In a presidency full of the inflammatory statements that propelled him to an improbable election win, none can be so controversial as Donald Trump’s remarks on the white supremacist rally in Charlottesville and removal of Confederate statues.
These remarks mark a new development in the racial clashes that are none more apparent than in the ongoing debate about the removal of the Confederate statues scattered all across the South. Memorials of the Confederate leaders that betrayed the nation during the Civil War, these statues hold a controversial place in the hearts of many Americans.
Defenders of the statues will have it that the statues do not glorify racism by depicting Confederate leaders, but rather serve as a reminder of the South’s history. They defend the Confederate leaders themselves, saying that such men did not support slavery, but only fought for the South because of their devotion to their home states. They cite cherry-picked examples of their supposed displays of tolerance and change of heart towards black people long after the end of the Civil War. Trump, a prominent defender of the statues himself, has gone so far to claim the statues to be so important that to remove them would be to erase history.
Naturally, there are a multitude of things wrong with these statements. Firstly, those Confederate leaders that ostensibly displayed their tolerance after the end of the war, who supposedly secretly abhorred slavery – no matter how much one may defend their actions and beliefs, it does not change the fact that they betrayed our nation in support of an immoral cause. People are complex – a few good traits will not change these leaders’ actions or morally questionable decisions.
Another thing: destroying Confederate statues is not “erasing history”. Rather, it is simply a destruction of the symbols of the institution that so cruelly treated black Americans. These symbols, these Confederate leaders, this history – they still exist in the form of history books and museums. They should not be glorified in the form of statues and monuments. They should only be remembered for what they are – reminders of our dark past, reminders of the war that almost tore our country apart.
These men that caused hundreds of thousands of people, black and white, to die – there is no reason for us to glorify them. Destroying these statues will not “erase history.” It will only stop future generations from idolizing these Confederate leaders that almost destroyed the nation in the Civil War.

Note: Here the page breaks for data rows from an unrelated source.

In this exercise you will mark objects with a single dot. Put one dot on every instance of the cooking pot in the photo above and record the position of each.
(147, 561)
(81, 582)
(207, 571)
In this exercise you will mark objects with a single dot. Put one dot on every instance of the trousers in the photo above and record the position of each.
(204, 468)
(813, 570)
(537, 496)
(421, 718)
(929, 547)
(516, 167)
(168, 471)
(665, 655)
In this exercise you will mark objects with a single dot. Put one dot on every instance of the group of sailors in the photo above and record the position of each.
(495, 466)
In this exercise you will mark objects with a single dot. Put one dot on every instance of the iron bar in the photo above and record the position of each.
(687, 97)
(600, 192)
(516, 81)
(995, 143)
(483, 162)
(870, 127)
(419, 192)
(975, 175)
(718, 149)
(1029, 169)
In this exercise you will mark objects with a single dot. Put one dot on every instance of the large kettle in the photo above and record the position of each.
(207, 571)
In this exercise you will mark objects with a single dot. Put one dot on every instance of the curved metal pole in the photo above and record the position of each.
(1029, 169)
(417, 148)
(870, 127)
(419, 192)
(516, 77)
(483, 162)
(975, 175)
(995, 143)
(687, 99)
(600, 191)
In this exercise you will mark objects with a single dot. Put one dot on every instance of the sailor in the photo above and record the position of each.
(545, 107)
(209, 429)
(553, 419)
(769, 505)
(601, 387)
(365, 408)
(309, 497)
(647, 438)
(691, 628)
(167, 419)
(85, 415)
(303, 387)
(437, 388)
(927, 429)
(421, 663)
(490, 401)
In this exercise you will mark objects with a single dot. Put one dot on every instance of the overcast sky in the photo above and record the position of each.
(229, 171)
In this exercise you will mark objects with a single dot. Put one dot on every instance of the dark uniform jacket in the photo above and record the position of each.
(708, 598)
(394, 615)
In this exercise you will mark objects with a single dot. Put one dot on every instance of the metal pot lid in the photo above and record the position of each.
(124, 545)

There is no good reason to support the continued existence of Confederate statues. They do not “remind us of our history”, but rather glorify men who, although perhaps good in other respects, still betrayed our nation to help the South protect slavery. Only by permanently removing these monuments to slavery and racism and remembering the Confederacy only in our museums and history books will we take a first step in the changing of our country’s lingering racist culture.